Beranda   Kontak   RSS Feed   Email    
Beranda   Kontak   RSS Feed   Email    
Beranda   Kontak   RSS Feed   Email    
---- Website Resmi DPRD Provinsi Jawa Timur ----

embilan Fraksi Minta P APBD 2015 Tetap Prioritaskan Program Kerakyatan

 
28 Juli 2015

Sembilan Fraksi Minta P APBD 2015 Tetap Prioritaskan Program Kerakyatan

Sembilan fraksi di Dewan Perwakilan Rakyat Daerah (DPRD) Jawa Timur berharap agar program kerakyatan yang menjadi prioritas Pemerintah Provinsi Jatim tetap dijalankan meskipun saat ini anggaran Pendapatan Belanja Daerah (APBD) Provinsi Jatim mengalami penurunan.

Juru Bicara Fraksi Golkar Jatim, Sahat Tua P. Simanjuntak di Paripurna DPRD Jatim mengatakan sudah saatnya Pemprov Jatim mengunakan kekuatan PAPBD tahun 2015 dipertajam untuk mendorong kegiatan ekonomi rakyat. Pasalnya, akan kurang tepat jika kenaikan belanja daerah lebih diutamakan untuk mendukung belanja di program fungsi staf, dan tidak memperbesar kapasitas belanja publik serta menggerakkan ekonomi rakyat.
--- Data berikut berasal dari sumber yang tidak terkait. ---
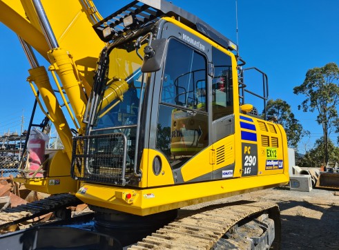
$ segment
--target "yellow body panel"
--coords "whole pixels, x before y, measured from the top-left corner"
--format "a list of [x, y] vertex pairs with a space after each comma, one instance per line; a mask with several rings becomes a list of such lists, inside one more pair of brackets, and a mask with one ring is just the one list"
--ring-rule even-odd
[[184, 182], [188, 182], [212, 171], [213, 166], [209, 164], [211, 149], [212, 146], [207, 147], [184, 165], [182, 174]]
[[[249, 178], [246, 178], [249, 179]], [[284, 184], [288, 173], [148, 189], [81, 184], [76, 196], [86, 203], [139, 215], [147, 215], [213, 200]], [[130, 199], [126, 195], [131, 195]]]
[[[149, 159], [149, 166], [145, 168], [147, 172], [147, 186], [166, 186], [174, 184], [173, 175], [172, 174], [172, 169], [167, 162], [166, 157], [161, 153], [154, 149], [145, 149], [143, 155], [148, 155]], [[162, 163], [162, 169], [158, 175], [155, 175], [153, 171], [152, 162], [155, 156], [159, 156]], [[147, 164], [144, 166], [148, 166]]]
[[28, 189], [50, 194], [75, 193], [78, 189], [78, 182], [70, 176], [47, 178], [16, 177], [14, 178], [14, 181], [23, 184]]

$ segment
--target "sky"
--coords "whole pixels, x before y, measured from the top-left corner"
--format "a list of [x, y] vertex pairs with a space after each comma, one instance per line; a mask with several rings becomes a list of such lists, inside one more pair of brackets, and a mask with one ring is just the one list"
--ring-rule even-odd
[[[103, 17], [130, 1], [94, 0]], [[269, 77], [269, 99], [287, 102], [311, 137], [300, 144], [304, 153], [322, 135], [317, 113], [298, 109], [304, 96], [293, 88], [302, 84], [309, 69], [329, 62], [339, 65], [339, 1], [236, 0], [180, 1], [172, 3], [199, 17], [235, 43], [247, 67], [256, 67]], [[30, 65], [17, 35], [0, 23], [0, 135], [20, 133], [22, 117], [27, 128], [34, 97], [26, 81]], [[41, 65], [48, 64], [39, 59]], [[35, 123], [44, 115], [37, 112]], [[338, 134], [330, 138], [336, 142]]]

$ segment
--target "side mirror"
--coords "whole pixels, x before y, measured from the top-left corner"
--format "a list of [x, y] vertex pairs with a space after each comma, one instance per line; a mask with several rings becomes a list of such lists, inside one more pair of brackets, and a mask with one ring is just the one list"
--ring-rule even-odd
[[253, 106], [252, 104], [243, 104], [240, 106], [240, 109], [242, 112], [249, 113], [252, 111]]
[[160, 69], [165, 55], [166, 41], [165, 38], [153, 40], [151, 46], [145, 47], [145, 55], [142, 66], [142, 73], [156, 72]]

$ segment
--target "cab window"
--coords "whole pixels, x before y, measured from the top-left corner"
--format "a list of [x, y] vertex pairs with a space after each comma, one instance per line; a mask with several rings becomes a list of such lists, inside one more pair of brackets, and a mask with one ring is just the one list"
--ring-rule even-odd
[[206, 59], [175, 39], [168, 48], [156, 147], [175, 169], [209, 144]]
[[233, 113], [232, 64], [231, 57], [212, 48], [215, 76], [212, 80], [213, 119]]

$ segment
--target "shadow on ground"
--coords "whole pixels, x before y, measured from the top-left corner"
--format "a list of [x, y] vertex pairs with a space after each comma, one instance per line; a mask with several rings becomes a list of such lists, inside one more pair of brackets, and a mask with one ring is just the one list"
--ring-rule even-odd
[[[339, 206], [325, 207], [304, 201], [278, 204], [282, 213], [282, 250], [339, 249]], [[289, 209], [294, 209], [294, 213], [289, 213]], [[312, 211], [320, 218], [307, 214]]]

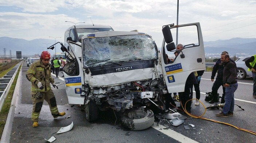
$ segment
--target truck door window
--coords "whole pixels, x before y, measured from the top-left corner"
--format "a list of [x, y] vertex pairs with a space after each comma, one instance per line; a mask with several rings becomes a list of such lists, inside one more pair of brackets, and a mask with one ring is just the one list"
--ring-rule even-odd
[[[174, 42], [175, 45], [177, 45], [178, 44], [181, 44], [183, 45], [183, 48], [182, 49], [182, 52], [184, 52], [184, 50], [185, 49], [197, 47], [199, 46], [199, 37], [197, 33], [197, 27], [196, 26], [190, 25], [179, 27], [178, 29], [178, 43], [176, 43], [177, 28], [171, 29], [171, 32], [173, 35], [173, 42]], [[173, 58], [174, 60], [176, 58], [174, 54], [175, 51], [175, 50], [173, 50], [172, 52], [168, 51], [166, 49], [166, 47], [165, 46], [165, 53], [168, 55], [169, 58]], [[186, 53], [185, 51], [185, 53], [183, 54], [189, 54]], [[181, 52], [178, 54], [180, 55], [181, 54]]]
[[75, 40], [75, 29], [70, 29], [70, 34], [69, 36], [71, 37], [71, 38], [72, 38], [72, 40]]

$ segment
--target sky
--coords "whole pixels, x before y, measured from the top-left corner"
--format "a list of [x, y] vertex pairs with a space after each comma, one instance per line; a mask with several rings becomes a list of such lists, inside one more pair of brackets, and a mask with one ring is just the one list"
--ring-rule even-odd
[[[158, 46], [163, 25], [177, 24], [177, 0], [0, 0], [0, 37], [62, 37], [74, 24], [110, 26], [150, 35]], [[178, 24], [200, 23], [204, 41], [256, 38], [256, 0], [180, 0]], [[77, 25], [80, 24], [77, 24]], [[49, 45], [48, 45], [49, 46]]]

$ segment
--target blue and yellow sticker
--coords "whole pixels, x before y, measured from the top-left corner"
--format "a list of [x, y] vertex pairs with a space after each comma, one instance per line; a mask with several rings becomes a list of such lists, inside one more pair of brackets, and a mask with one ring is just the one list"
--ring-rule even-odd
[[183, 71], [181, 64], [179, 63], [165, 67], [166, 75], [170, 75]]
[[146, 34], [144, 33], [142, 33], [140, 32], [138, 32], [138, 34], [139, 35], [146, 35]]
[[65, 78], [65, 83], [67, 87], [82, 85], [81, 77], [74, 77]]
[[167, 78], [168, 79], [168, 82], [169, 83], [175, 82], [175, 79], [174, 79], [174, 76], [173, 75], [168, 76]]
[[87, 37], [88, 38], [95, 38], [95, 34], [88, 34], [87, 35]]
[[81, 94], [81, 88], [75, 88], [75, 93], [76, 94]]

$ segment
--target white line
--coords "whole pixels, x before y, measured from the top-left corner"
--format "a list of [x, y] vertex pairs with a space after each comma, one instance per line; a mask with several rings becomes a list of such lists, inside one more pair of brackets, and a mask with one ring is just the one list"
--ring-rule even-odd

Lebih lanjut katanya, meskipun kekuatan P APBD Tahun Anggaran 2015 relatif mampu mengalokasikan sejumlah belanja pembangunan, tetapi dirinya menilai bahwa penggunaan anggaran tidak bisa dihindari untuk memenuhi belanja wajib. “Yang selanjutnya, netto anggaran bisa digunakan untuk mendorong pencapaian target kinerja RKPD tahun 2015 dalam bentuk belanja langsung maupun belanja tidak langsung,” tegas dia.

Sahat yang juga ketua Fraksi Golkar Jatim Politisi menjelaskan fraksi-fraksi turut sebagai kepanjangan tangan partai politik turut bertanggungjawab secara politis terhadap kebijakan staregis dan menyediakan pelayanan publik yang lebih baik.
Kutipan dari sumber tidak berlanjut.